Pinto beans are a versatile, inexpensive legume. They are delicious in soups and stews and are widely used in Tex-Mex style foods. Beans and other seeds contain certain anti-nutrients. These anti-nutrients preserve the seed until it has a chance to germinate and grow. The soaking and sprouting process may help reduce anti-nutrients. Sprouted beans are more nutrient dense, cook faster than unsprouted beans and are much easier to digest.
Pinto beans do not sprout as reliably as some other beans. Because of their lower germination rate, pinto sprouts can be considered done even if only 50% of them have sprouted. Like other beans, one quarter inch of sprout is enough to get all the benefit.
Bean Sprouting Process
First, decide how far to take the sprouting process. For cooking purposes, use a shorter-sprouted pinto bean.
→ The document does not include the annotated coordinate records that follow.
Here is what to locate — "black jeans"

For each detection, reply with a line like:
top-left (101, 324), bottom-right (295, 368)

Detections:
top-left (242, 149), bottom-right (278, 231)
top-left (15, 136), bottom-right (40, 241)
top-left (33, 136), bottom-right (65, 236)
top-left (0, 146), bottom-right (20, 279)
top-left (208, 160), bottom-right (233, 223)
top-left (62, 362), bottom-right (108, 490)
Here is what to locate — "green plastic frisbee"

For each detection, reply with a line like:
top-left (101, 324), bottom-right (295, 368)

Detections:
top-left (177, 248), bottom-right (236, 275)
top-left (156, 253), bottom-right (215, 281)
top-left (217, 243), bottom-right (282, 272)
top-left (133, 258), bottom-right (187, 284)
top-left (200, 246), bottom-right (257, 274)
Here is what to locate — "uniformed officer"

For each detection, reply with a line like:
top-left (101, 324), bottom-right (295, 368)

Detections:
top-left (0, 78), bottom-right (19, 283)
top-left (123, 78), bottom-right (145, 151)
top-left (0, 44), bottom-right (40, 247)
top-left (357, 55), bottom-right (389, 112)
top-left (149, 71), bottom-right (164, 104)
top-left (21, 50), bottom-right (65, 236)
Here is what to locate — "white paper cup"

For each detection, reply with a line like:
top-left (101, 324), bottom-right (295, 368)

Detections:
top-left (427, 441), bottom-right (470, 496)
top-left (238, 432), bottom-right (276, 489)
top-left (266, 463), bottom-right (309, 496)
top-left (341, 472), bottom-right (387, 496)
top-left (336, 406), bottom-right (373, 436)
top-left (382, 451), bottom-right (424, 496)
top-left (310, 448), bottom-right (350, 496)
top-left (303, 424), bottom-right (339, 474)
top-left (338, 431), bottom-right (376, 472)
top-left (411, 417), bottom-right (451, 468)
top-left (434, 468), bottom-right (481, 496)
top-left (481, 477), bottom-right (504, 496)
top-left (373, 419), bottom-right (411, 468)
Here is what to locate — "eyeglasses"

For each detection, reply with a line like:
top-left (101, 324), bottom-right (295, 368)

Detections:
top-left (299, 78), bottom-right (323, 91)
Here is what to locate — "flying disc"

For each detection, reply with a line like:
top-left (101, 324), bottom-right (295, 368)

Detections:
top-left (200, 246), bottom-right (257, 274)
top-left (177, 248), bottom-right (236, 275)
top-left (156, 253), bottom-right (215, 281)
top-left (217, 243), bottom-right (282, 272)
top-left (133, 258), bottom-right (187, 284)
For raw eating in salads or sandwiches a longer sprout may be desirable.
Plan to use a larger vessel such as a large colander or a gallon jar for two cups of long-sprouted pinto beans. For the short-sprouted pinto beans a quart or half-gallon jar is sufficient.
Rinse and soak the pinto beans overnight.
In the morning drain and rinse the pinto beans thoroughly. When using a jar with a sprouting screen, invert the jar to allow any extra water to run off. Leave a colander over a bowl or sink and cover it with a towel in order to keep airflow going while keeping bugs out.
Repeat 2-3 times per day until the sprouts are the desired length. Short-sprouted beans this should take around three days. Longer sprouted beans may take up to six days.
It is normal for the skins to loosen and come off the beans. Either pick the skins out or leave them in as they do not affect the flavor.
Allow beans to drain for several hours before transferring to a covered container. Store sprouts in the refrigerator for up to 1 week.